Consumer debt in the United States currently sits around $4.2 trillion. Yes, trillion with a T.
Are you struggling with a lot of debt right now? Are you feeling overwhelmed and unsure of how you’re going to pay it all off?
One of the most common strategies for getting out of debt is taking out a debt consolidation loan. Read on to learn more about this type of loan and how it can help you.
What Is a Debt Consolidation Loan?
A debt consolidation loan combines all of your debts into one single account. Basically, you take out one big loan and use it to pay off all your debts. Then, you make payments on that loan and, once it’s paid off, you’re debt-free.
Most debt consolidation loans are unsecured loans. This means that you don’t have to put up any kind of collateral when you borrow the money to pay off your debt.
There are some types of debt consolidation that are considered to be secured loans, though. For example, if you took out a home equity loan or line of credit to pay off your other debts, your home would be used as collateral, making the loan a secured one.
Benefits of Debt Consolidation Loans
Whether you use an unsecured loan or a secured loan, there are lots of benefits to taking this approach to debt consolidation. Here are a few reasons why you might want to consider it:
Do you have a hard time keeping up with all your credit card and loan payments? If so, debt consolidation is a great option because it combines everything into one monthly payment.
Instead of trying to juggle 5 or 6 different accounts, you can simply make one payment, cross it off your to-do list, and move on with your life.
Lower Interest Rates
Often, when you consolidate your debt, you can also lower your interest rate. This, in turn, lowers the total amount that you have to fork over each month to cover all your bills (who doesn’t want that?).
This is especially helpful when you’re dealing with a lot of credit card debt, as credit card companies are notorious for their high rates. The average credit card interest rate is 16.82 percent, after all.
Better Credit Score
Consolidating your debt may help to boost your credit score, too. When you pay off old accounts and reduce your credit utilization rate, you’ll likely see your score go up a bit, especially after you’ve made a few monthly payments at the new rate.
Keep in mind that at the beginning, your score will likely drop slightly before it starts increasing. This is because you’ve taken out a new loan and opened a new account. In the long-term, though, your score will improve.
Faster Payoff Times
In most cases, you can pay off your debt faster when you consolidate it all into one loan.
There are a couple of reasons for this. First, you’re often paying less because your interest rates are lower. Second, you’re only making one payment per month, which helps you to stay organized and avoid accidental missed payments and late fees.
You may be able to pay off your debt sooner, too, if you work with a debt consolidation company, specifically. They can sometimes negotiate with your creditors to get your total balance owed reduced.

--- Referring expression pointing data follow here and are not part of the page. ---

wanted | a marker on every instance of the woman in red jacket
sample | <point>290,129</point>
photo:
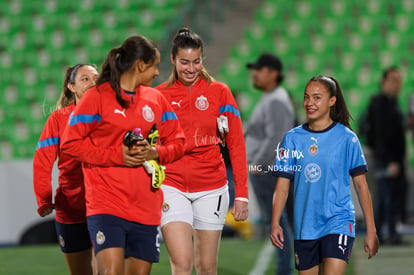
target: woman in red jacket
<point>123,207</point>
<point>195,190</point>
<point>69,202</point>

Finally, we can’t forget about the stress relief you’ll enjoy when you simplify the repayment process and reducing your debt. By combining everything into one manageable payment, you’ll be able to take a lot of weight off your shoulders and free yourself up to focus on other things.
How to Choose a Consolidation Program
If you’re thinking about consolidating all of your debt into one loan, consider looking into debt consolidation programs rather than just taking out a big personal loan to pay everything off.
When you work with a debt consolidation program, you can sometimes lower the total balance that you owe. They may be able to negotiate better interest rates for you, too.
Here are some tips that will help you choose the right debt consolidation program:
Consider Recommendations and Reviews
A good place to start is by asking for recommendations from friends or family members.
If you know anyone who has used a debt consolidation program in the past, reach out and learn more about the program they chose. You can also search for reviews on third-party sites like Google Reviews or Yelp to learn more about a particular company, how long it has been in business, and how its program works.
Check for Certifications
Consider each program’s credentials and certifications, too. For example, is it certified through the National Foundation for Credit Counseling or another nonprofit organization? This can give you peace of mind and help you feel confident that you’re working with a reputable company.
Read the Fine Print
Before you agree to partner with any type of company, be sure to review their contracts carefully and read the fine print. What do they do if you miss a payment, for example?
The more you know, the less likely you are to run into any unpleasant surprises later.
Ask About Fees
Don’t forget to ask about fees, too. Many debt consolidation programs charge a fee for their services.
Keep this in mind and consider the amount the company charges before you agree to work with them. Compare fees and offerings from a few different companies to ensure you’re getting the best deal and aren’t being taken advantage of.
Is a Loan Right for You?
Now that you know more about what they are and how they work, do you think a debt consolidation loan is a good approach for you? If you’re considering debt consolidation, keep the tips listed above in mind so you can choose the best program for your needs.